The Cut is a vertical connected to New York magazine, one that focuses on style and celebrity news about Beyonce and Justin Bieber but which also includes pieces on politics. Today the Cut published a piece titled “A Running List of Excuses Team Kavanaugh Has Tried Out.”

This is a garbage headline for at least two reasons. First, calling Kavanaugh’s response to the allegations “excuses” suggests he’s trying to offer some lame mitigation for his behavior, i.e. the dog ate my homework. That’s an excuse you offer when you didn’t do your work. But as the Cut’s own story points out, what Kavanaugh has actually done is offer a flat denial of the accusation.

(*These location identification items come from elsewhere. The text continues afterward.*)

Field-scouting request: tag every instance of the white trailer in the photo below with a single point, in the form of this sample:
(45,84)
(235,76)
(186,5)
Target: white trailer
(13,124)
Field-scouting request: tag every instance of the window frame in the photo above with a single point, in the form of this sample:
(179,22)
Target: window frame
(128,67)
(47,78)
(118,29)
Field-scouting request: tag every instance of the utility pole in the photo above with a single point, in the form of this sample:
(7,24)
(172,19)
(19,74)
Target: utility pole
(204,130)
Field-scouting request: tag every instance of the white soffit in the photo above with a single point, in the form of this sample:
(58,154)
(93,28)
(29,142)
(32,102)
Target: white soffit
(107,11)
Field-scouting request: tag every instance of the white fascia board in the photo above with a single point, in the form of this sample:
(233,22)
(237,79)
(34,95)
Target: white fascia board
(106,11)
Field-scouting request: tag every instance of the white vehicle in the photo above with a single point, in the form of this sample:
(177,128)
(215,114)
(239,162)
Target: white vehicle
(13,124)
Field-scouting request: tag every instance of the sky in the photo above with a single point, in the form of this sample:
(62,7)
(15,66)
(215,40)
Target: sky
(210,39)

Kavanaugh denied these claims, telling The New Yorker, “I categorically and unequivocally deny this allegation. I did not do this back in high school or at any time.”

He issued another denial on Monday, after Ford came forward as the author of the letter, writing:

This is a completely false allegation. I have never done anything like what the accuser describes — to her or to anyone. Because this never happened, I had no idea who was making this accusation until she identified herself yesterday. I am willing to talk to the Senate Judiciary Committee in any way the Committee deems appropriate to refute this false allegation, from 36 years ago, and defend my integrity.

The second reason that headline is junk is that saying these excuses were “tried out” suggests this is a list of failed excuses that haven’t stood up to scrutiny. In fact, the only reason to make a list like this is to point out that someone has told a series of shifting stories that, usually, get less absolute each time a new one if offered. It’s a way to combat the modified limited hangout strategy often employed by politicians like Hillary Clinton.

But that’s not what the actual body of the article shows. In fact, Kavanaugh’s denials don’t vary at all. One is slightly more fleshed out because Christine Blasey Ford had come forward, but the denial itself is still absolute. So the suggestion in the headline that “Team Kavanaugh” has tried out a list of excuses is bogus. He has offered one flat statement which has not changed. The Cut gets around this by pointing to statements made by others on Kavanaugh’s behalf:

The “Some of My Best Friends Are Women”

Hours after The New Yorker report came out, Senator Chuck Grassley shared a letter sent to him by 65 women who went to high school with Brett Kavanaugh, in which they said that in the 35 years they’ve known him, “he has behaved honorably and treated women with respect.”

Again, this isn’t an excuse and it wasn’t made by Kavanaugh. He didn’t claim some of his best friends are women. These women came forward on their own after one classmate sent a letter around to other women. Nothing about this changes Kavanaugh’s flat denial. All it shows is that he had a pretty good reputation among women who knew him long ago.

The “I Wasn’t Even There”

On CNN on Monday, Senator Orrin Hatch insisted that Ford is “mistaken,” adding, “I talked to [Kavanaugh] on the phone today … [he said] he didn’t do that, and he wasn’t at the party. So, you know, clearly, somebody’s mixed up.”

Is this a new excuse? When Kavanaugh said, “This is a completely false allegation” that would seem to cover the allegation as a whole, not just the groping part. The only way this is a new excuse is if you read his earlier denial narrowly, i.e. I was there but I didn’t touch anyone. But he never said that. He said it was completely false and he hasn’t changed his tune or backed away from it even a little.

The Mauras

Later on Monday, two of Kavanaugh’s ex-girlfriends — Maura Kane, who dated him in high school, and Maura Fitzgerald, who dated him in college — issued statements vouching for Kavanaugh’s character.

One of the things Ronan Farrow has consistently relied on in his excellent #MeToo reporting is multiple accusations. Guys who behave like this tend not to do it just once. It’s usually a pattern. So it does count for something when two women Kavanaugh dated at around the time of the accusation says he did not behave that way. Does it prove Christine Blasey Ford’s allegation is false? No, I don’t think it does, but it certainly should be weighed as a factor in Kavanaugh’s favor.

The “Rough Horseplay”

On Tuesday, Carrie Severino, spokesperson for the Judicial Crisis Network — the organization that runs the campaigns for Republican judicial nominees — said on CNN that Ford’s allegations “cover a whole range of conduct, from boorishness, to rough horseplay, to actual attempted rape.”

Finally, we get to something that does sound a bit like an excuse. But even here, Severino is clear the allegation includes “attempted rape.” As excuses go, this doesn’t seem to mitigate very much. And of course, this isn’t coming from Kavanaugh himself.

Maybe Kavanaugh will change his tune next week under hostile questioning. Maybe another accuser will come forward. But at this moment in time, the accused hasn’t “tried out” a list of excuses. In fact, he has only said one thing from the beginning: This is completely false.